Items marked (preview) in this article are currently in public preview. The preview version is provided without a service level agreement, and it's not recommended for production workloads. Certain features might not be supported or might have constrained capabilities. For more information, see Supplemental Terms of Use for Microsoft Azure Previews.

Prerequisites

  • The Azure CLI and the Azure Machine Learning extension to the Azure CLI. For more information, see Install, set up, and use the CLI (v2).
  • An Azure Machine Learning workspace. If you don't have one, use the steps in the Quickstart: Create workspace resources article to create one.
  • Azure role-based access controls (Azure RBAC) are used to grant access to operations in Azure Machine Learning. To perform the steps in this article, your user account must be assigned the owner or contributor role for the Azure Machine Learning workspace, or a custom role allowing "Microsoft.MachineLearningServices/workspaces/onlineEndpoints/". If you use studio to create/manage online endpoints/deployments, you'll need an additional permission "Microsoft.Resources/deployments/write" from the resource group owner. For more information, see Manage access to an Azure Machine Learning workspace.

Note

Managed online endpoint only supports managed virtual network. If your workspace is in custom vnet, you can deploy to Kubernetes online endpoint, or deploy to other platforms such as Docker.

Virtual machine quota allocation for deployment

For managed online endpoints, Azure Machine Learning reserves 20% of your compute resources for performing upgrades.
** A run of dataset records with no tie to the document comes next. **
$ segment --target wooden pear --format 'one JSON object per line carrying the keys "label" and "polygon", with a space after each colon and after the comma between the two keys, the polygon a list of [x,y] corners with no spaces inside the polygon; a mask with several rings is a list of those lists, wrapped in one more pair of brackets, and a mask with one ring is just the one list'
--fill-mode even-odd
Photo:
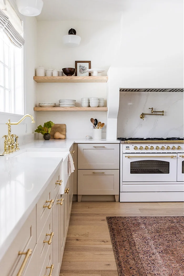
{"label": "wooden pear", "polygon": [[63,134],[62,134],[60,132],[57,131],[55,132],[54,135],[54,139],[65,139],[66,137]]}

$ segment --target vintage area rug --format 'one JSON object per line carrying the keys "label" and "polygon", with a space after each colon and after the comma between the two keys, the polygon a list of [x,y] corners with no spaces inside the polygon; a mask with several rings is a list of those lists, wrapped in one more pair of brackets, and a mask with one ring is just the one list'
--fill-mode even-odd
{"label": "vintage area rug", "polygon": [[107,217],[119,276],[183,276],[182,217]]}

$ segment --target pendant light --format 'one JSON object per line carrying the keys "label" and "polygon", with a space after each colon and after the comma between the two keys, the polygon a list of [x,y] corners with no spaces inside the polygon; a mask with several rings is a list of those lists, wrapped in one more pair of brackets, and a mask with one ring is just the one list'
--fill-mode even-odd
{"label": "pendant light", "polygon": [[81,40],[81,38],[76,35],[76,31],[74,29],[70,29],[68,31],[68,34],[63,38],[64,44],[69,47],[78,46]]}
{"label": "pendant light", "polygon": [[36,16],[41,13],[43,2],[42,0],[17,0],[18,10],[26,16]]}

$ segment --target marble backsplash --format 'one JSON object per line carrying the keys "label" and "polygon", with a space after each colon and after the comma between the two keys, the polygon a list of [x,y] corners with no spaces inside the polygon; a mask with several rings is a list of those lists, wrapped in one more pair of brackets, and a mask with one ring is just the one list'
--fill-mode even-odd
{"label": "marble backsplash", "polygon": [[[183,137],[183,94],[181,92],[120,92],[117,137]],[[142,112],[164,110],[164,116]]]}

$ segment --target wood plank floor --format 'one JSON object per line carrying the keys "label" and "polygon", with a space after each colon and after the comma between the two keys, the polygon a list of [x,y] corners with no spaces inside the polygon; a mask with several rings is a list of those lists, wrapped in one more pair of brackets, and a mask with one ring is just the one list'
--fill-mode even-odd
{"label": "wood plank floor", "polygon": [[182,202],[74,201],[60,276],[118,276],[106,216],[183,215]]}

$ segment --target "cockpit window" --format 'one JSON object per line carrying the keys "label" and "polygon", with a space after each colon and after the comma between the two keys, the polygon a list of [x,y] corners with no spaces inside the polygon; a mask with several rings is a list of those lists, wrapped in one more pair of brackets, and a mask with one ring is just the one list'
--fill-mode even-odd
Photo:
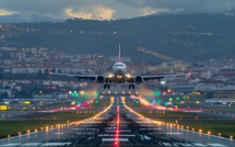
{"label": "cockpit window", "polygon": [[124,65],[115,65],[115,67],[124,67]]}

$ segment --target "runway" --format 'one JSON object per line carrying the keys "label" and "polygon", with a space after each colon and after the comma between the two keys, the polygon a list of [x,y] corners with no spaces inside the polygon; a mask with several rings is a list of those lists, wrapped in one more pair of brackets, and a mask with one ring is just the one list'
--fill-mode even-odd
{"label": "runway", "polygon": [[143,118],[128,110],[120,97],[115,97],[110,109],[96,118],[0,139],[1,147],[233,147],[234,145],[234,139],[157,124]]}

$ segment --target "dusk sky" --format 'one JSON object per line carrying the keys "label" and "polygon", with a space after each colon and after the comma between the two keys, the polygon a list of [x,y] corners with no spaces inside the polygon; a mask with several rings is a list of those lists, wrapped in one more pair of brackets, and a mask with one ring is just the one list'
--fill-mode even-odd
{"label": "dusk sky", "polygon": [[129,19],[153,13],[226,12],[235,0],[0,0],[0,16],[13,14],[24,20],[32,15],[56,20]]}

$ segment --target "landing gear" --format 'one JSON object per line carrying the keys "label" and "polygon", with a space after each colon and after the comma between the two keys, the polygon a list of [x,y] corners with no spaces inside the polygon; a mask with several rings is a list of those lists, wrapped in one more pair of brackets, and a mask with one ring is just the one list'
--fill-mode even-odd
{"label": "landing gear", "polygon": [[129,84],[129,89],[134,89],[134,84]]}
{"label": "landing gear", "polygon": [[104,84],[104,89],[109,89],[109,88],[110,88],[110,84],[108,84],[108,83]]}

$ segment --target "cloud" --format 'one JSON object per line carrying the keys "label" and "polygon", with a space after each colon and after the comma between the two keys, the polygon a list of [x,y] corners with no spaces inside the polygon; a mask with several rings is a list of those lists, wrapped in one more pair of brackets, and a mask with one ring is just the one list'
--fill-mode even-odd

Therefore, if you request a given number of instances in a deployment, you must have a quota for ceil(1.2 * number of instances requested for deployment) * number of cores for the VM SKU available to avoid getting an error. For example, if you request 10 instances of a Standard_DS3_v2 VM (that comes with four cores) in a deployment, you should have a quota for 48 cores (12 instances four cores) available. To view your usage and request quota increases, see View your usage and quotas in the Azure portal.

Get the flow ready for deploy

Each flow will have a folder which contains codes/prompts, definition and other artifacts of the flow. If you have developed your flow with UI, you can download the flow folder from the flow details page. If you have developed your flow with CLI or SDK, you should have the flow folder already.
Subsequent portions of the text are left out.